# Deceiver



## Nostalgiariders (Apr 4, 2022)

This is a hand built custom bicycle I built in 2007 call Deceiver. Every piece of this bike was custom built except for the tires and chains. I’ve been restoring balloon tire bicycles since 1992


----------



## GTs58 (Apr 4, 2022)

What a knockout! 😍


----------



## Nostalgiariders (Apr 4, 2022)

GTs58 said:


> What a knockout! 😍



👊🏼


----------



## The Spokemaster (Apr 4, 2022)

Wonder how that would do riding up Mt Washington ?


----------



## dave the wave (Apr 4, 2022)

that is very nice.


----------



## Freqman1 (Apr 5, 2022)

Let’s see some of the ballooners


----------



## tripple3 (Apr 5, 2022)

Freqman1 said:


> Let’s see some of the ballooners











						Restored balloon tire bikes | Classic Balloon Tire Bicycles 1933-1965
					

I’ve been restoring metal antiques specializing in balloon tire bicycles for 30 years. Here is a small sample of some of the bikes I’ve done




					thecabe.com


----------



## kostnerave (Apr 5, 2022)

The fit, finish and detail on this machine is unreal. I can't stop looking at it!


----------



## kreika (Apr 5, 2022)

I thought at first you might have uploaded the wrong pics. Thought it was a motorcycle. “Deceiver” is the perfect name. Nice work sir!


----------



## Nostalgiariders (Apr 5, 2022)

Freqman1 said:


> Let’s see some of the ballooners



There in the balloon tire thread


----------



## Nostalgiariders (Apr 5, 2022)

kreika said:


> I thought at first you might have uploaded the wrong pics. Thought it was a motorcycle. “Deceiver” is the perfect name. Nice work sir!



I took it to a lot of motorcycle shows and fooled a lot of people 😂


----------



## Nostalgiariders (Apr 5, 2022)

kostnerave said:


> The fit, finish and detail on this machine are unreal. I can't stop looking at it!



It looks better in person 👊🏻


----------



## Rusthound (Apr 5, 2022)

Nice Job.  Ton of hours I bet


----------



## Nostalgiariders (Apr 5, 2022)

Rusthound said:


> Nice Job.  Ton of hours I bet



1 year to build it


----------



## Gully (Apr 5, 2022)

Yep a deceiver for sure!!  The craftmanship is over the top!  Thanks for sharing!


----------



## Nostalgiariders (Apr 5, 2022)

Gully said:


> Yep a deceiver for sure!!  The craftmanship is over the top!  Thanks for sharing!



Thanks for the kind words


----------



## Iverman (Apr 9, 2022)

Beautiful work!


----------



## razinhellcustomz (Apr 9, 2022)

Nostalgiariders said:


> View attachment 1601179
> This is a hand built custom bicycle I built in 2007 call Deceiver.

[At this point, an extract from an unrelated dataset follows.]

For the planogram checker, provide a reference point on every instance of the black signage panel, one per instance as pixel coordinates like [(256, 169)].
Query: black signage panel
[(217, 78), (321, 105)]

Every piece of this bike was custom built except for the tires and chains. I’ve been restoring balloon tire bicycles since 1992
> 
> View attachment 1601180
> ...



😎 😎 😎 😎 😎 😎


----------



## razinhellcustomz (Apr 9, 2022)

Nostalgiariders said:


> 1 year to build it



She's a BEAUTY... Thanks for sharing... RideOnn.. Razin..


----------



## Nashman (Apr 9, 2022)

Amazing. WOW....


----------



## bobcycles (Apr 9, 2022)

Mind Blower!


----------



## Nostalgiariders (Apr 9, 2022)

bobcycles said:


> Mind Blower!



There is approximately 120 hand made pieces on this bike. It took me 1 year to build it. Hope everything is good for you 👊🏻


----------



## razinhellcustomz (Apr 9, 2022)

Nostalgiariders said:


> There is approximately 120 hand made pieces on this bike. It took me 1 year to build it. Hope everything is good for you 👊🏻



Iv'e seen a lot of Custom built bikes in my day, and this has to be one of the nicest EVER....


----------



## Nostalgiariders (Apr 9, 2022)

razinhellcustomz said:


> Iv'e seen a lot of Custom built bikes in my day, and this has to be one of the nicest EVER....



Thanks. I would agree with that 😂


----------



## bikebozo (Apr 9, 2022)

Stands alone in detail  and assembly


----------



## Nostalgiariders (Apr 9, 2022)

bikebozo said:


> Stands alone in detail  and assembly



👊🏻


----------



## Jon Olson (Apr 12, 2022)

Just over the top, nothing to compare the “Deceiver” to! I just can’t stop looking at it. 
Thanks for sharing,
Jon


----------



## Nostalgiariders (Apr 12, 2022)

Jon Olson said:


> Just over the top, nothing to compare the “Deceiver” to! I just can’t stop looking at it.
> Thanks for sharing,
> Jon



It’s just my way of expressing art through a bicycle 👊🏻


----------